March 18, 2026
Trust me, bro—the bot said so
Ask HN: How do you deal with people who trust LLMs?
Is chatbot faith just the new fake‑news habit? HN can’t agree
TLDR: An Ask HN post says “reputable” is subjective and asks if AI summaries are better than picking human sources. Commenters split between “same old gullibility, new wrapper” and “dangerous if unverified,” with jokes, zingers, and calls to teach fact‑checking as AI answers become everyday
Hacker News lit up over a post arguing that “reputable sources” are mostly a habit—and that everything, from newspapers to AI chatbots, carries bias. The author wonders if picking your poison via Google links to NYTimes, Fox News, or Wikipedia is better than letting Gemini mash it all into an “average answer,” and suggests we just say human sources vs AI sources. The crowd? Divided and loud.
One camp shrugs: this is nothing new, just the same people who believe sketchy headlines now believing shiny bot paragraphs. Another camp worries about stubborn bot zealots—the folks who double down on an LLM (large language model) answer even when shown real evidence. Then came the zinger everyone screenshotted: “two kinds of fools”—those who blindly trust the first “reputable” article, and those who blindly trust the first LLM with a “reputable” citation. Ouch.
Pragmatists say accept the chaos and teach verification. One commenter even shows friends how sycophantic ChatGPT can be to break the spell. And the comedy relief? Someone quipped they were “asking ChatGPT what this post is about,” turning the thread into a meta meme. Bonus spice: whispers about future explicitly biased AIs like Grok and DeepSeek had commenters clutching their pearls. Verdict: truth wars, but make it internet‑fun.
Key Points
- •The article argues all human-created information systems inherently carry biases shaped by their creators and contexts.

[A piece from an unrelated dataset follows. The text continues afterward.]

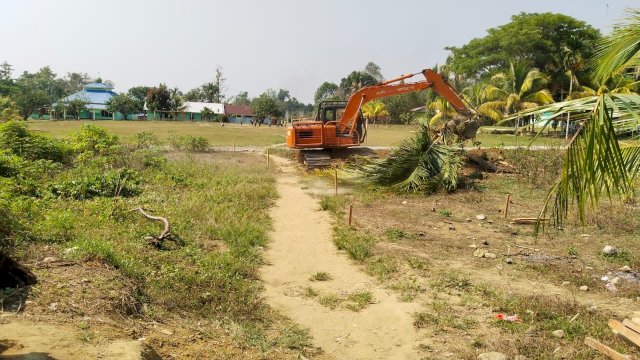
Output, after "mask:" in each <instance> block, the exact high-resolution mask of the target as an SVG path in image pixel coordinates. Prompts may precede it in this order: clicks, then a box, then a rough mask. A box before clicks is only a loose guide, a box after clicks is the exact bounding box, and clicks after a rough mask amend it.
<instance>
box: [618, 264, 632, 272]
mask: <svg viewBox="0 0 640 360" xmlns="http://www.w3.org/2000/svg"><path fill="white" fill-rule="evenodd" d="M620 271H624V272H631V266H629V265H625V266H623V267H621V268H620Z"/></svg>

- •It claims labels like “objective truth” and “reputable” often reflect habituated trust and agreeability rather than neutrality.
- •It contrasts Google Search’s user-driven source selection with Gemini’s summarized, “average” answers from multiple sources.
- •It notes future AI systems may be explicitly biased in training, citing Grok and DeepSeek as examples.
- •It proposes reframing sources as “human” vs “AI” to evaluate whether they are superior or complementary.